Here is the course description:
Two of the most pressing questions about American religion and its public role are intertwined: how should religions relate to one another, and how should religions relate to the state? In this class you will take up these two questions through the historical analysis of texts about the interactions of Protestant, Catholic, Jewish, Mormon, and Native American religions with one another and with the federal and state governments. You will investigate how law has regulated the public sphere and the civil square in which religious interactions take place, but also how religious actors have driven those interactions. We will trace the history of American pluralism, from the fact of diversity in eighteenth century to the idea of pluralism in the twenty-first century. Because this is a writing seminar, you will write three essays: one expositing a document about a religious conflict, a second interacting with other historians’ interpretations, and a third based on original research into religious conflict.

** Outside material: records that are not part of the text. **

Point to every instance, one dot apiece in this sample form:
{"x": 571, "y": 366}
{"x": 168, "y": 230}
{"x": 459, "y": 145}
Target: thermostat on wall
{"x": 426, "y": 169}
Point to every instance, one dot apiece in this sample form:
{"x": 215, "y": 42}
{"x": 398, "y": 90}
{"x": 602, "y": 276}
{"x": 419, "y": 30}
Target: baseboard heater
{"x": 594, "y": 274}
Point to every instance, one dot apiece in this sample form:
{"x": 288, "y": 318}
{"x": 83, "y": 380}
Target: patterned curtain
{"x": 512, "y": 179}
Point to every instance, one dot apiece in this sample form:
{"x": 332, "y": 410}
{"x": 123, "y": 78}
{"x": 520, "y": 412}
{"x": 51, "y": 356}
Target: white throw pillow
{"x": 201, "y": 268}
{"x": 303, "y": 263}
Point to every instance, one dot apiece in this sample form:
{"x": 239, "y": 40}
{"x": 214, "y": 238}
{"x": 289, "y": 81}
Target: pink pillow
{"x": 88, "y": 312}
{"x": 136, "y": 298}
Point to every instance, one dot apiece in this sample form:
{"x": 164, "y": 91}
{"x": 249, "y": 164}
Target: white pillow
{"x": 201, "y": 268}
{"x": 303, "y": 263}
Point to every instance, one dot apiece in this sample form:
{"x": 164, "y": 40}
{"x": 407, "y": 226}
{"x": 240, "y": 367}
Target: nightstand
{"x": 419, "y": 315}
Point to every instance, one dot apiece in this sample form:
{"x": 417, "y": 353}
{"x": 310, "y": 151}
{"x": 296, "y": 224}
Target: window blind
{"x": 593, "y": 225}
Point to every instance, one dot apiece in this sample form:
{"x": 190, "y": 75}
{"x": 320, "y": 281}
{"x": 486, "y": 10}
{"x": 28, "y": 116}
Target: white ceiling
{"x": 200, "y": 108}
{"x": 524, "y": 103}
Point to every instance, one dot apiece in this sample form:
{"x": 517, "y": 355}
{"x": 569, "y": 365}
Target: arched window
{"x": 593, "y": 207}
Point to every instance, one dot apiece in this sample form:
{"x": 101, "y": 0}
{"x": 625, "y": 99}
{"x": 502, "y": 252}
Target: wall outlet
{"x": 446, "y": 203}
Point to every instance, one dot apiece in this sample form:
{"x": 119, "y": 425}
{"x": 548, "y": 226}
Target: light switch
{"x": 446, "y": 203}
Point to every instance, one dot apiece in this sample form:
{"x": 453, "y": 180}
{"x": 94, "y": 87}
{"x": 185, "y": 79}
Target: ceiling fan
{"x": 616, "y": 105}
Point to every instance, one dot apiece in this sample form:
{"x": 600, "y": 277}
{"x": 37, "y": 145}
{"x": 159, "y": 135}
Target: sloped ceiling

I’m looking forward to the reading list for the course. We’ll be reading most of three great books: Steven K. Green’s The Second Disestablishment: Church and State in Nineteenth-Century America, David Sehat’s The Myth of American Religious Freedom, and William Hutchison’s Religious Pluralism in America: The Contentious History of a Founding Ideal.
But I’m mostly looking forward to teaching the primary sources, which range from eighteenth-century texts such as the Virginia Statute for Religious Freedom and John Leland’s The Rights of Conscience Inalienable, to nineteenth-century texts such as essays by Isaac Mayer Wise in the Occident and court cases about blasphemy, polygamy, and Bible reading, to twentieth-century texts about Jehovah’s Witnesses, drugs, and the ministerial exception. (I try to bring the course right up to the present by using Hosanna-Tabor Evangelical Lutheran Church and School v. EEOC.) There are a lot of ‘echoes’ in the texts: for example, James Madison’s ‘Memorial and Remonstrance Against Religious Assessments’ is quoted in several of the nineteenth- and twentieth-century texts, and the question of school prayer and Bible reading comes up again and again.
I think the problem of how an open society can both permit wild religious diversity and full religious expression is one of the most crucial questions facing our democracy. I hope this course will be a small contribution to helping the students and myself think through the question.